#Learning Python and Apache Spark

This tutorial will teach you the basics of Python required to use the large-scale data processing framework (Apache Spark).

This tutorial assumes basic knowledge of Python

##Part 1: Learning the ipynb

As you work through a notebook it is important that you run all of the code cells. The notebook is stateful, which means that variables and their values are retained until the notebook is detached (in Databricks Cloud) or the kernel is restarted (in IPython notebooks). If you do not run all of the code cells as you proceed through the notebook, your variables will not be properly initialized and later code might fail. You will also need to rerun any cells that you have modified in order for the changes to be available to other cells.

In [None]:
# This is a Python cell. You can run normal Python code here...
print ('Hello World!')

In [None]:
# Here is another Python cell, this time with a variable (x) declaration and an if statement:
# Notice the lack of semi-colons and the strict indentation
x = 'Hello World!'
if len(x) > 5:
    print (x)

Do take note that the variable x will exist for the entire notebook once you run the above cell.

Now it is your turn! Write a function that takes in a String and returns itself repeated twice.

i.e. `repeatTwice('Hello World!')` returns `'Hello World!Hello World!`.

In [None]:
def repeatTwice(x):
    return <FILL IN>

Now time to test out your method!

In [None]:
assert repeatTwice(x)=='Hello World!Hello World!', 'output does not match!'
assert repeatTwice('Clarence Ngoh Peng Yu')=='Clarence Ngoh Peng YuClarence Ngoh Peng Yu', 'output does not match!'
assert repeatTwice('1243owroewhf8erhjsp8239uroijs')=='1243owroewhf8erhjsp8239uroijs1243owroewhf8erhjsp8239uroijs', 'output does not match!'
print ('All passed!')

##Part 2: An introduction to using Apache Spark with the Python pySpark API running in the browser

In order to use Spark and its API we will need to use a SparkContext.
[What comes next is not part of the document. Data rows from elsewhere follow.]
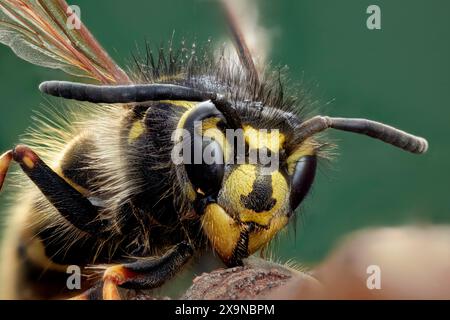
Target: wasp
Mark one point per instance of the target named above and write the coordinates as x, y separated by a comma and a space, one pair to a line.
101, 190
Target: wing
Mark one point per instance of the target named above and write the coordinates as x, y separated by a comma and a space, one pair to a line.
37, 31
251, 40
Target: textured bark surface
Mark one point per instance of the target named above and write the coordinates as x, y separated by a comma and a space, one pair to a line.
414, 263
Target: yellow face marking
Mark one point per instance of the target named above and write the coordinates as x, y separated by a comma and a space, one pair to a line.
137, 129
260, 238
307, 148
222, 231
240, 183
28, 162
257, 139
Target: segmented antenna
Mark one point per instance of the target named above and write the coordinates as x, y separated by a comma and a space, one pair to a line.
377, 130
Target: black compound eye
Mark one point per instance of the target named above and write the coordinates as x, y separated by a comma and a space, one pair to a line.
206, 173
302, 179
206, 167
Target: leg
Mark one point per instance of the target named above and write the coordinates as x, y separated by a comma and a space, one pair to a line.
140, 275
72, 205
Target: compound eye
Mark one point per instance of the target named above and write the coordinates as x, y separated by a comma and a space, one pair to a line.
302, 179
206, 172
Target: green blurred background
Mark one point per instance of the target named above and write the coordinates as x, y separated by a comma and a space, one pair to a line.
399, 75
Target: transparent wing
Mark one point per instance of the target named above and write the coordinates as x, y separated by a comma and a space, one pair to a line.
251, 40
37, 31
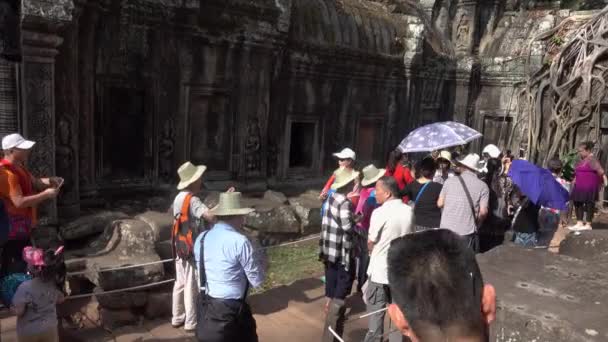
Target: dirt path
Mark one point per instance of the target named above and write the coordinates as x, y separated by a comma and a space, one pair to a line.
287, 313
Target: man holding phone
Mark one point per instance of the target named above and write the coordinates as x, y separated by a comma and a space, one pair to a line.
21, 193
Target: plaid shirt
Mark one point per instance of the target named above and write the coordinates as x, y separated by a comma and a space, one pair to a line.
337, 231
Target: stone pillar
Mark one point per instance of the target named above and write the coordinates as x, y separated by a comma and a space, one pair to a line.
41, 19
9, 119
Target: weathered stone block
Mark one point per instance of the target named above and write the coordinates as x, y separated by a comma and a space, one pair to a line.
121, 300
586, 245
112, 319
89, 225
274, 196
271, 217
308, 209
135, 246
159, 305
546, 297
161, 223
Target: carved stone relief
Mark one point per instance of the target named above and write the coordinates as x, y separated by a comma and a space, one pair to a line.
253, 146
166, 151
463, 33
65, 158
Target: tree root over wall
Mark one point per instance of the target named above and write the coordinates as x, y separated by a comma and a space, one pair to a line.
568, 91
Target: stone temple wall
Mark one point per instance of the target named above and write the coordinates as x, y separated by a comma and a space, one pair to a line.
120, 92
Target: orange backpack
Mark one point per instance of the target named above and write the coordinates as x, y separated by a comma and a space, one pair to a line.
182, 237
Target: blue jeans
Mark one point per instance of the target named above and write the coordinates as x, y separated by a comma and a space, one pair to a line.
526, 239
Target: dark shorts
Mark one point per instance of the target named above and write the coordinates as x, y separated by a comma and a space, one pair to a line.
224, 320
12, 257
339, 281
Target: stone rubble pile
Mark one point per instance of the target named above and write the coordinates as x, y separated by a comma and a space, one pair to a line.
112, 239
When running Spark, you start a new Spark application by creating a SparkContext. When the SparkContext is created, it asks the master for some cores to use to do work. The master sets these cores aside just for you; they won't be used for other applications. 

To start using Spark, you would need to initialize the Spark Context, as shown below:

In [None]:
from pyspark import SparkContext, SparkConf

conf = SparkConf().setAppName('appName')
sc = SparkContext(conf=conf)

In this lab we will make a simple word count application and do simple data analytics on it!
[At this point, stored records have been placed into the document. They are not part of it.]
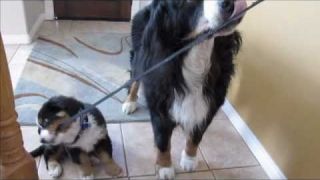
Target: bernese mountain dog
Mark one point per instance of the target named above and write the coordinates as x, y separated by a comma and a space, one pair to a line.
189, 90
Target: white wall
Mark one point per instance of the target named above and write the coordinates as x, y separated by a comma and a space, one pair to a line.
20, 20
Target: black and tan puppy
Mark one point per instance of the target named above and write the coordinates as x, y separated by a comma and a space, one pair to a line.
85, 138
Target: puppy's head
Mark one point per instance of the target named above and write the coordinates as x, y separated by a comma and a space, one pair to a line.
52, 115
192, 17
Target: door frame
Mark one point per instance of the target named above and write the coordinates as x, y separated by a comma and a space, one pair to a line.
49, 8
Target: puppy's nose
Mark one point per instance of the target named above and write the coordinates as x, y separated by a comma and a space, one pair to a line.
227, 7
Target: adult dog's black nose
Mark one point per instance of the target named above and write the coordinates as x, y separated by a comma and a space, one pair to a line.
227, 8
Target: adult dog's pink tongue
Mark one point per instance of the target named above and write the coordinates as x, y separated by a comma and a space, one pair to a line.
239, 6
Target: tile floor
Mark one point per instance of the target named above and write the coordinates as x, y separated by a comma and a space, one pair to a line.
223, 154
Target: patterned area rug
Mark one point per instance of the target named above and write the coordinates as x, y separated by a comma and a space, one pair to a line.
83, 65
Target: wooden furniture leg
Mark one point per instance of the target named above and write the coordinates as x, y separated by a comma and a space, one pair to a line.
15, 162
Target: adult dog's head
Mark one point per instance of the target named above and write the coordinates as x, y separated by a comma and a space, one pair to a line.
188, 18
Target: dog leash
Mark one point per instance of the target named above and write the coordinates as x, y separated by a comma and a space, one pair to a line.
199, 39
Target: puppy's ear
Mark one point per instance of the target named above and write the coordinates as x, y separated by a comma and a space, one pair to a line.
61, 114
56, 104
We'll start with a simple Resilient Distributed Dataset. In Spark, we first create a base RDD. We can then apply one or more transformations to that base RDD. An RDD is immutable, so once it is created, it cannot be changed. As a result, each transformation creates a new RDD. Finally, we can apply one or more actions to the RDDs. Note that Spark uses lazy evaluation, so transformations are not actually executed until an action occurs.

Let's start by creating a word RDD from a python list!

In [None]:
wordsList = ['cat', 'elephant', 'rat', 'rat', 'cat']
wordsRDD = sc.parallelize(wordsList, 4)
# Print out the type of wordsRDD
print (type(wordsRDD))

Let's transform our RDD a bit, in Spark, we do this with `map` operations, which take in a function.

We first have to write the function to transform our dataset. Write a function to append `'.com'` to the end of a string. 


In [None]:
def webify(x):
    return <FILL IN>

print (webify('cat'))

In [None]:
assert webify('lol') == 'lol.com',  'output does not match!'
assert webify('sdufhoadfhasdpfup923') == 'sdufhoadfhasdpfup923.com',  'output does not match!'
assert webify('youtube') == 'youtube.com',  'output does not match!'
assert webify('x.x.x.x.x') == 'x.x.x.x.x.com',  'output does not match!'
print ('All tests passed!')

Now, we can webify our words RDD and see what it produces!

In [None]:
webifiedRDD = wordsRDD.map(<FILL IN>)
print (webifiedRDD.collect())

In [None]:
assert webifiedRDD.collect() == ['cat.com', 'elephant.com', 'rat.com', 'rat.com', 'cat.com'],  'output does not match!'
print ('All tests passed!')

Now we should learn a cleaner approach towards writing this code.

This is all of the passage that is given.